展示室の入口にキャベツの葉を描いた《作品8401》(1984)が展示されている。作家は1984年から銅版画に着手したと言い、そのタイトルから嚆矢となった作品らしい。キャベツは以降、作家にとって主たるモティーフとなる。本展でも大半はキャベツを描いた銅版画(メゾチント)である。《作品8401》は言わば作家の名刺代わりであったのだ。キャベツを描いた作品のほとんどに自動車などの機械部品が組み合わされている。《作品9002(ハート)》(490mm×390mm)(1990)などタイトルから明らかなように、パイプや配線が大小の血管として心臓(heart)に見立てられている。《実験》の猿と機械のように、キャベツと機械によってサイボーグ化する人間を諷刺するのである。心臓はともかく、脳のほとんどは既にスマートフォンに代替されてしまっているのである。
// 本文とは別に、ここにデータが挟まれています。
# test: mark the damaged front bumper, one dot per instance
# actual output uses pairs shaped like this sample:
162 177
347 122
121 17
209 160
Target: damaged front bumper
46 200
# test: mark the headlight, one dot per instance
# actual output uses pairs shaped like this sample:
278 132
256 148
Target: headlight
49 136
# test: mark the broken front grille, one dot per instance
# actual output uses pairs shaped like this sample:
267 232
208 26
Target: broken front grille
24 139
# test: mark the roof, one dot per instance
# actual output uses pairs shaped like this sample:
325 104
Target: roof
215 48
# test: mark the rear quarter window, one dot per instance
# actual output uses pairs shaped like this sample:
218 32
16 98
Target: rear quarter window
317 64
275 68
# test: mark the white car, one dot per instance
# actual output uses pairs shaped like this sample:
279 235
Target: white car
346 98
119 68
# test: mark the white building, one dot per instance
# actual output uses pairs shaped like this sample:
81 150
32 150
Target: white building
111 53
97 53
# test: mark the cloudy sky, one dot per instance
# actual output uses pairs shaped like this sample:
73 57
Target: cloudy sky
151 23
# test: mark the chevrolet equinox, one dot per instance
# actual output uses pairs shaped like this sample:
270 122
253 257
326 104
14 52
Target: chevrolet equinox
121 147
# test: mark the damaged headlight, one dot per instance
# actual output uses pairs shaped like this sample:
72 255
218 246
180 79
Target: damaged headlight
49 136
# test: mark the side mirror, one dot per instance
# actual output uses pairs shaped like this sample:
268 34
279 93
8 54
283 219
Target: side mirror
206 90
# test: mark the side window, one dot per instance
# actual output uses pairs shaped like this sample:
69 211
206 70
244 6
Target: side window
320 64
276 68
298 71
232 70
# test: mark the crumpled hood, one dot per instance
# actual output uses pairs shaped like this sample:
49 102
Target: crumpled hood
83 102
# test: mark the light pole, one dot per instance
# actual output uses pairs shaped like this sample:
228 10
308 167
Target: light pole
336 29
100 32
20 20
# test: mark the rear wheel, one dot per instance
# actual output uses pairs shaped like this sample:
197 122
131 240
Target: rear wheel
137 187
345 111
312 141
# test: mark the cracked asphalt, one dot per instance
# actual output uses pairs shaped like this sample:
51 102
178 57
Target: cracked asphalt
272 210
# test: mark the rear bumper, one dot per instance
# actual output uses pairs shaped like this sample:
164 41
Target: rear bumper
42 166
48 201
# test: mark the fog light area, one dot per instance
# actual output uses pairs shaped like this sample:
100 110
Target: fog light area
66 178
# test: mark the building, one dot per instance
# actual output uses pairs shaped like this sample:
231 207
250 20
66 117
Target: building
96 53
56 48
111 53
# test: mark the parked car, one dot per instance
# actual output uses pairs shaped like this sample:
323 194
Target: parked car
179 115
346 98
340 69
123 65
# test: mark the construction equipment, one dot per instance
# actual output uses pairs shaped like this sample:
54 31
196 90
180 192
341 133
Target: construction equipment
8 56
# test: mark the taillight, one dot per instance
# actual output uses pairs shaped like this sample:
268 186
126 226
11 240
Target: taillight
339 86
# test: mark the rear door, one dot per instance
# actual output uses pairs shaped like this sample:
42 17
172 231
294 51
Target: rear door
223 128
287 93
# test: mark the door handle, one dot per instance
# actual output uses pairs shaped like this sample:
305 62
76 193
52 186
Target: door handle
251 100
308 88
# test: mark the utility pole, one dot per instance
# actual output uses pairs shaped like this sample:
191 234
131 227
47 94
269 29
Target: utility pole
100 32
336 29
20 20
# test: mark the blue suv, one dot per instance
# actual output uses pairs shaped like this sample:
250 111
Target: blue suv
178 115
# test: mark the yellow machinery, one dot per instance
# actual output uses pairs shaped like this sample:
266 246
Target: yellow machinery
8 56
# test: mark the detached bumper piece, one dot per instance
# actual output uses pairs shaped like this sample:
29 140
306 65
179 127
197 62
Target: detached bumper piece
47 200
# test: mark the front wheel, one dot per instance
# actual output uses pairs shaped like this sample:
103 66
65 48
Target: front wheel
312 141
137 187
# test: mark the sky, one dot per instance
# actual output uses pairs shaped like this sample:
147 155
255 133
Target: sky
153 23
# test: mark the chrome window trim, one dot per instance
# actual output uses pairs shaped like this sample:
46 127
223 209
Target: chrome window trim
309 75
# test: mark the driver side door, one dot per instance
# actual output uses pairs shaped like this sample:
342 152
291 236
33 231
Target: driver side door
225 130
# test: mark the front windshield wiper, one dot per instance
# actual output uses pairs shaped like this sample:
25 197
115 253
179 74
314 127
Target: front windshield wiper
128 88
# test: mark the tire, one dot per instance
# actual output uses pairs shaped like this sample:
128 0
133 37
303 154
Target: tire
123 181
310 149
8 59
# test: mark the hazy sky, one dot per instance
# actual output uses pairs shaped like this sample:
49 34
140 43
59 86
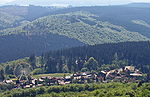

メゾチントの漆黒は静謐で、《作品9202》(680mm×690mm)(1992)の円形の枠組みの絡め取られたキャベツは宇宙に浮かぶ地球のようだ。人間がサイボーグ化しただけではない。地球もまた人工的な環境に変じてしまった。人口に膾炙する前から「人新世(Anthropocene)」を直観していたのである。版画ではなく、アクリル絵具による近作《作品2501》(750mm×910mm)や《作品2502》(780mm×850mm)でもキャベツと機械の組み合わせである。もっとも、キャベツの葉も、周囲(図に対する地)もメタリックな灰色となり、もはや自然というものが幻想であることが示されている。102歳の現役作家、畏るべし。